In a widely expected move, the Central Bank decided to keep its policy rate, the one-week repo rate, unchanged at 14 percent.
For the last time, the bank cut the key rate by 100 basis points from 15 percent in December last year.
In a statement released after the Monetary Policy Committee (MPC) meeting on May 26, the bank said it expects the disinflation process to start on the back of strengthened measures for sustainable price and financial stability along with the decline in inflation owing to the base effect and the resolution of the ongoing regional conflict.
“Accordingly, the committee has decided to keep the policy rate unchanged.”

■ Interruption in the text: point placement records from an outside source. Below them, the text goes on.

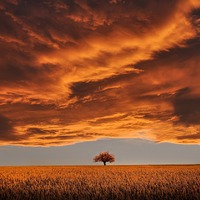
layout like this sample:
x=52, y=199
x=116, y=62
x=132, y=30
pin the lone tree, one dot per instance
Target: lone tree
x=104, y=157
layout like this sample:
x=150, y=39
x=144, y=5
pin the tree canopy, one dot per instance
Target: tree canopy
x=104, y=157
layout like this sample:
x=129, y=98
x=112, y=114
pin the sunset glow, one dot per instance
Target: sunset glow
x=74, y=71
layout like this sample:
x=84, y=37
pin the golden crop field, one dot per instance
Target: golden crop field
x=100, y=182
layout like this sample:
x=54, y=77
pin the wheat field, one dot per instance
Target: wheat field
x=100, y=182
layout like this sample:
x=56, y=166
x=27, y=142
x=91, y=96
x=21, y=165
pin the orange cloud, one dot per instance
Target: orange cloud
x=84, y=70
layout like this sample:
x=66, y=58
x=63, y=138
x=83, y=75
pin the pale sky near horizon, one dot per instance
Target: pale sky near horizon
x=76, y=71
x=126, y=151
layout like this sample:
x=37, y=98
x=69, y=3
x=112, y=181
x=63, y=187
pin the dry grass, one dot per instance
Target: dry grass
x=91, y=182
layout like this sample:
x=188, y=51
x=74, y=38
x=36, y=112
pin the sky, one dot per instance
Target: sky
x=85, y=72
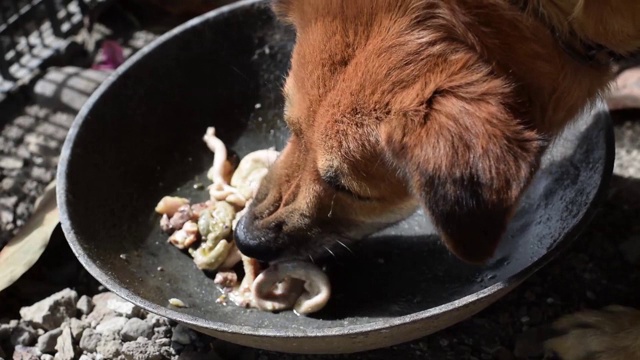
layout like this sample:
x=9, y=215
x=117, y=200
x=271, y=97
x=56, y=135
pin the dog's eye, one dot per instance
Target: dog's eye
x=336, y=183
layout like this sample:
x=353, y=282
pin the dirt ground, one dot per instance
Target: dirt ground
x=600, y=268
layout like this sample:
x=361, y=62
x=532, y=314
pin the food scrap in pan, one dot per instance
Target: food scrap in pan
x=205, y=230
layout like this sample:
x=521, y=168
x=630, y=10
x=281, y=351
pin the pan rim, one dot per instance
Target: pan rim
x=599, y=110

Increase in inflation is driven by rising energy costs resulting from geopolitical developments, temporary effects of pricing formations that are not supported by economic fundamentals and strong negative supply shocks caused by the rise in global energy, food and agricultural commodity prices, the bank said.
The annual consumer price inflation accelerated from 61.1 percent in March to 69.97 percent in April.

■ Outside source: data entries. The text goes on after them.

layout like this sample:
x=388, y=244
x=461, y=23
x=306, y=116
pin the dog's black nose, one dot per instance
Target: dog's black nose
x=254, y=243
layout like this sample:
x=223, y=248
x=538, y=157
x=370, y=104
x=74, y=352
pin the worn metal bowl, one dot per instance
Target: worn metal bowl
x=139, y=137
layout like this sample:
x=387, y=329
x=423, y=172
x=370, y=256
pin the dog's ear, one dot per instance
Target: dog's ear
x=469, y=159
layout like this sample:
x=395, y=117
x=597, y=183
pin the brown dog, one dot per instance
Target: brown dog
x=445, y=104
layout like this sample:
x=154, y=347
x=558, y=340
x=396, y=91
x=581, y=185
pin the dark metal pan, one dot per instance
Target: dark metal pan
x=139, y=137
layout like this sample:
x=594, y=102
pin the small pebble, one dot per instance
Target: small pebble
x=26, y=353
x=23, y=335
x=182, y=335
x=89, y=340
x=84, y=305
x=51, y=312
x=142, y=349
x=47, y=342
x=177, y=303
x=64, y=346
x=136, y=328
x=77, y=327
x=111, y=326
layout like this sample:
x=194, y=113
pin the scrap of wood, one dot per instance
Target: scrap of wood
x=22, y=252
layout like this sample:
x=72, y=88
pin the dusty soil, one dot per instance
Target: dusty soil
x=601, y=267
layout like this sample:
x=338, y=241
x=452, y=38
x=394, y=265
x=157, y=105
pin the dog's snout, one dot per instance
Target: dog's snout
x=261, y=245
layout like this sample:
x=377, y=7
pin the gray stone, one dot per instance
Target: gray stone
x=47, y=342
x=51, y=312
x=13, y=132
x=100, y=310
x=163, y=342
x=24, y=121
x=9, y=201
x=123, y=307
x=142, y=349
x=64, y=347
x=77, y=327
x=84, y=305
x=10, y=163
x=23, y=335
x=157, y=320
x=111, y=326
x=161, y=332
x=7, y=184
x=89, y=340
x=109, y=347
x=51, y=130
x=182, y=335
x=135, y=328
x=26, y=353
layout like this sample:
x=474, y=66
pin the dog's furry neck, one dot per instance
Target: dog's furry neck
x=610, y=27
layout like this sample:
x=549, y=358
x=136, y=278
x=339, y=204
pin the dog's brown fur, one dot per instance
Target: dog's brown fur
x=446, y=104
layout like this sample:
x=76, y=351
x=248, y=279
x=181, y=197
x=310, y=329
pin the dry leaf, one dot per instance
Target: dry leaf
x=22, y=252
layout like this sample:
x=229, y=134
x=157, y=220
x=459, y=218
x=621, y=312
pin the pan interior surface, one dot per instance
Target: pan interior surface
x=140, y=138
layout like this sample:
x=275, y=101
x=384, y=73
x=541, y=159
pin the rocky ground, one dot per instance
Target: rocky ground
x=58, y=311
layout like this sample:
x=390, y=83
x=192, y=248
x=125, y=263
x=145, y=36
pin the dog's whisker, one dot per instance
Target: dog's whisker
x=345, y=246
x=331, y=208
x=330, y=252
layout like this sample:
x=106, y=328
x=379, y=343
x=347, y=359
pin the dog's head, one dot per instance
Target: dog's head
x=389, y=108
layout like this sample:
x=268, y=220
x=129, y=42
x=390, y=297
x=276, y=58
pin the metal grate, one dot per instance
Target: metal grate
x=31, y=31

“To create an institutional basis for sustainable price stability, the comprehensive review of the policy framework continues with the aim of encouraging permanent and strengthened liraization in all policy tools of the Central Bank.”

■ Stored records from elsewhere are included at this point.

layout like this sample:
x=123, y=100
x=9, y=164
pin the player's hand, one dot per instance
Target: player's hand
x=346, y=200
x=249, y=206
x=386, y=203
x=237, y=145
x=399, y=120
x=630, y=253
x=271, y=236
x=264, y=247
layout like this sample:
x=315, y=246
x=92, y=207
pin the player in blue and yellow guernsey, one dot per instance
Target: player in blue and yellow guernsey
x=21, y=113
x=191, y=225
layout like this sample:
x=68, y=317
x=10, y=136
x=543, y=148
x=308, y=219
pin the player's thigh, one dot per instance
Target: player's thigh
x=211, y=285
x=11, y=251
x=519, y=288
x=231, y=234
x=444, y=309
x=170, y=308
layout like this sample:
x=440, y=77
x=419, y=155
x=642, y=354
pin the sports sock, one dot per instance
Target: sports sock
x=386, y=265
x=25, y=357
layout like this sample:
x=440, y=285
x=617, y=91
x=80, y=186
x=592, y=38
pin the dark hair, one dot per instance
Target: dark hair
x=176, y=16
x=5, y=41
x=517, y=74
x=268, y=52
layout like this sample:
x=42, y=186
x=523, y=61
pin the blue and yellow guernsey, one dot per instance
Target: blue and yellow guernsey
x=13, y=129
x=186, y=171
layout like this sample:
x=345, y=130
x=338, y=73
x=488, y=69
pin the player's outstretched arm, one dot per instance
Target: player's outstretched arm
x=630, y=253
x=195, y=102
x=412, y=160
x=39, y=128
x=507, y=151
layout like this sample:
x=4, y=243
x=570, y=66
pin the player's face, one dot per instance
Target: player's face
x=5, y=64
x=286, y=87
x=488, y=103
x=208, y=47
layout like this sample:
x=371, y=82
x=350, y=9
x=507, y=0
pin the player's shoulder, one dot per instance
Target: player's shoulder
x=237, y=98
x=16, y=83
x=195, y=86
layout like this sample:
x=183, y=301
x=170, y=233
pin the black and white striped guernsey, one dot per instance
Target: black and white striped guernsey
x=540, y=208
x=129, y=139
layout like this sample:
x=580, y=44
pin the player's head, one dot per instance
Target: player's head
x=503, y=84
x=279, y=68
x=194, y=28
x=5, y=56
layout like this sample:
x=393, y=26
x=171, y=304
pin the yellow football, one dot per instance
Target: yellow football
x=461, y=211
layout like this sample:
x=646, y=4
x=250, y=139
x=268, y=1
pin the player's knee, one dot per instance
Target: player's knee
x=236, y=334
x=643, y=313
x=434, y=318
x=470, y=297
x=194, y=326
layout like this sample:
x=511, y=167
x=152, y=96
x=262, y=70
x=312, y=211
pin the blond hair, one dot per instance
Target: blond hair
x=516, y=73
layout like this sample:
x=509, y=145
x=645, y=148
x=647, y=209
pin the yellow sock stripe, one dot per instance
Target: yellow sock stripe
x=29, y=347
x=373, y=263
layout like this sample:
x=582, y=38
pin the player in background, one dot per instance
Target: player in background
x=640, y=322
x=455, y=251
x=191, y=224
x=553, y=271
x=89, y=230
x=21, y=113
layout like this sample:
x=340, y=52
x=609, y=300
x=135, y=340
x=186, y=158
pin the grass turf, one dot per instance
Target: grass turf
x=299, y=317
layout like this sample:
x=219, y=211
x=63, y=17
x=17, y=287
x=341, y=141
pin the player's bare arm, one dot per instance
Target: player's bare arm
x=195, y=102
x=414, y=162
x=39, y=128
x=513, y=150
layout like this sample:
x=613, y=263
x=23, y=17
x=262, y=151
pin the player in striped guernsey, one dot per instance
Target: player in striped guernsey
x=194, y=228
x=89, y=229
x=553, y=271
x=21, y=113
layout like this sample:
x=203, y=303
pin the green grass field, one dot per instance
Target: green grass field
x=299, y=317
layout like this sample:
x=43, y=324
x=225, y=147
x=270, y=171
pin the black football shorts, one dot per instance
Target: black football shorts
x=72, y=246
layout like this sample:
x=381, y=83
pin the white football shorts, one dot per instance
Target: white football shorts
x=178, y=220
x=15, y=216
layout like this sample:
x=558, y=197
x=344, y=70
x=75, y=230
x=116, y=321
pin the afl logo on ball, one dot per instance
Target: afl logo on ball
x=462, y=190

The bank added that the collateral and liquidity policy actions, of which the review process is finalized, will be implemented.
The bank reiterated that it will continue to use all available instruments decisively within the framework of liraization strategy until strong indicators point to a permanent fall in inflation and the medium-term 5 percent target is achieved in pursuit of the primary objective of price stability.
‘Economic activity strong’
The bank said that level of capacity utilization and other leading indicators show that domestic economic activity remains strong, with the help of more robust external demand even some regional differences emerge.
It, however, stressed that while the share of sustainable components of economic growth increases, risks to current account balance due to energy prices continue.
“The credit growth, including the long-term investment loans and targeted usage of accessed funds for real economic activity, is important for financial stability. In this context, the committee will decisively continue to implement the strengthened macroprudential policy set by taking additional measures.”